If you’re like many of the Garden City’s residents, you’ll be spending part of your summer getting your hands dirty. But whether you have a backyard garden, community plot or simply grown tomatoes on your balcony—or are part of one of the more serious urban agricultural projects like the Mason Street City Farm, City Harvest Co-op, Lifecycles Project Society or the Compost Education Centre—Concrete Garden is the magazine for you.
Now heading into its third issue, Concrete Garden originally began as a project in the Department of Writing’s Magazine Publishing class but has since evolved into an actual hard copy magazine that’s now for sale around the city.

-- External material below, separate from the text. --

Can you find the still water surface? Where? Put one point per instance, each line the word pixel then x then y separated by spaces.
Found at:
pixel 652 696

With its focus on sustainable urban agriculture, Concrete Garden is Victoria’s first magazine to focus on sustainable urban food production. As their website notes, “Concrete Garden showcases the agricultural ingenuity of communities, organizations and individuals . . . [and] walks a fine line between activism and educational entertainment.”
“Concrete Garden is a magazine that focuses on how an urban population is feeding itself,” says editor Kimberley Veness. “That’s everything from growing your own food in a planter box to learning about city problems like the current food composting issue.”

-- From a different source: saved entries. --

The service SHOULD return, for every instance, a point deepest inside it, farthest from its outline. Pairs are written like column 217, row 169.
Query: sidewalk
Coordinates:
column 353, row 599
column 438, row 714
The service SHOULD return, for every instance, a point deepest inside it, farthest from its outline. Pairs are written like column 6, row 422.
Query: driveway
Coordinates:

“We’re also interested in the ‘culture’ aspect of agriculture—architecture, green businesses, the political structures that make us need to feed ourselves and create a better system—because you can’t have community gardening without community,” says senior editor Quinn MacDonald. “We want to engage younger people, young families who are worried about sustainable agriculture. It’s a best-solution oriented magazine too.”
With two issues already under their belt, 500 copies of the latest issue are due to come out near the end of July. A sneak-peek at their story list reveals features on urban beekeeping, land-based salmon farming, the Pedal to Pettle composting company and the problems with urban deer.

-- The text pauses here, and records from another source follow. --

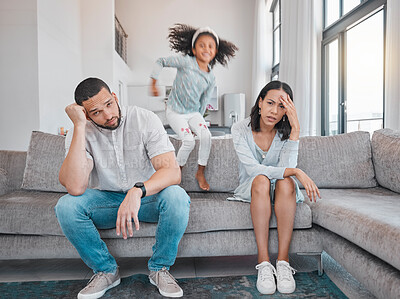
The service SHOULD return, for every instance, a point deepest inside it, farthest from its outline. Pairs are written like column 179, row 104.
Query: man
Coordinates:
column 132, row 166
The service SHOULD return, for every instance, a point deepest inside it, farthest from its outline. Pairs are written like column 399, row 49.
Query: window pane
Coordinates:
column 349, row 5
column 332, row 11
column 277, row 45
column 365, row 75
column 332, row 88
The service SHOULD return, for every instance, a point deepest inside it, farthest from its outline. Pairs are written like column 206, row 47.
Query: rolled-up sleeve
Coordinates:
column 171, row 61
column 247, row 159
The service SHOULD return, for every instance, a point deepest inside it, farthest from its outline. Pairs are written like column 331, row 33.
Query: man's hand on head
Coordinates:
column 77, row 114
column 128, row 210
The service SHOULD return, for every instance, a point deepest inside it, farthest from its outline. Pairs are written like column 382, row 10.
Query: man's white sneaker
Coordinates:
column 99, row 284
column 284, row 277
column 166, row 283
column 266, row 279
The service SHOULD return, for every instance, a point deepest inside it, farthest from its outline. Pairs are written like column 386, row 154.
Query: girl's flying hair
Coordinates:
column 180, row 40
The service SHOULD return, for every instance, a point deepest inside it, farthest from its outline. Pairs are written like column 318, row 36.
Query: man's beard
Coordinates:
column 108, row 127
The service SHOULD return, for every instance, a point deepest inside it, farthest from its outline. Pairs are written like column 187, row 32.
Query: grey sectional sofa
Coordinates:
column 357, row 221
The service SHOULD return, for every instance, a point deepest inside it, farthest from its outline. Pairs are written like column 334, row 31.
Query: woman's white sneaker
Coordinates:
column 284, row 277
column 266, row 278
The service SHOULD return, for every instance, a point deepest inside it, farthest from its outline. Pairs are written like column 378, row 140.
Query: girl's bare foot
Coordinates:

Both Veness and MacDonald are enthusiastic about the magazine’s future. “It’s had such a good reception,” says MacDonald. “We already have people watching for the next issue. And instead of just students, we now have a few professionals working with us.”
“It’s really nice to see it expand beyond the university,” says Veness. “We don’t just want it to be a student publication. We want good writing, whether that’s good student writers who we can help grow or people on more of a community engagement level.”
Concrete Garden was showcased during this spring during UVic’s IdeaFest, where they presented as part of the “So You Want To Launch A Magazine” panel alongside other UVic-created publications like The Warren, This Side of West, Plenitude and the online Coastal Spectator. Right now, Veness is focused on the magazine’s business plan. “We’re looking at getting long-term funding so we can focus on the magazine and not on the business side of things,” she says.
With that in mind, Veness just completed a fellowship at UVic’s Centre for Cooperative and Community-Based Economy. “I was looking at the transformative effects of modern print media, specifically magazines, and how they influence communities. Ideally, I’d like Concrete Garden to be a catalyst, a system-changer.”
As part of her fellowship, Veness interviewed professional magazine editors locally and in Vancouver about the recent changes in the print industry. “But what are doing well are the niche magazines that focus on one thing and are hyper-local in their content” she says. “That really brings people together and creates a community. That’s good for advertisers and good for content.”
And good for Concrete Garden, of course.
“We distributed more than 400 copies of the last issue all over the place—mostly downtown, but also up in Mill Bay and out in Sooke—so the demand is there. The Compost Education Centre in Fernwood took a stack of copies, and Swan’s even put them in their rooms for their guests,” says Veness.
“We’ve always been really focused and our aesthetic quality has always been really high,” says MacDonald. “That’s been important to us since the beginning. Our audience are the people who are out there in the community, the ones with green thumbs who want to talk about these kind of things.”